Tue, 05/05/2009 - 13:17 — dstewart

Some examples for multidimensional integration would be nice to see here.

To find the nth derivitive of f(x):

Fri, 17/06/2011 - 20:03 — Angela

Use any value δ, which can be made small enough to approximate the derivitive to an arbitrary number of decimal places.
f'(x)≃(f(x+δ)-f(x))/δ
f''(x) ((f(x+2δ)-f(x+δ))-(f(x+δ)-f(x)))/δ=f(x+2δ)-2f(x+δ)+f(x)
f'''(x) (f(x+3δ)-f(x+2δ)+f(x+δ)-f(x))/δ
The pattern continues. The nth derivitive is
....................n
...................⎲
f(x+nδ)/δ+ ⎳ n(-1)^k f(x+kδ)/δ
...................k=1

The dots are there because the computer won't show spaces properly.

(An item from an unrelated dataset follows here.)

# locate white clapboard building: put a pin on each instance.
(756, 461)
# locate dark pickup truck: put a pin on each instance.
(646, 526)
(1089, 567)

Angela, I think you missed

Sat, 15/12/2012 - 11:21 — Gurmeet

Angela, I think you missed some coefficients, correct expression should be,

$f'''(x)\simeq\frac{f(x+3\delta)-3 f(x+2\delta)+3 f(x+\delta)-f(x)}{\delta^3}$

And I'm sorry but its really difficult to understand the formula you write for $n^{th}$ derivative. I think the expression you wanted to write is the following-

$f^{(n)}(x)\simeq\Big(\sum\limits_{ k=0}^n (-1)^{n-k}{n \choose k}f(x+k\delta)\Big)/\delta^n$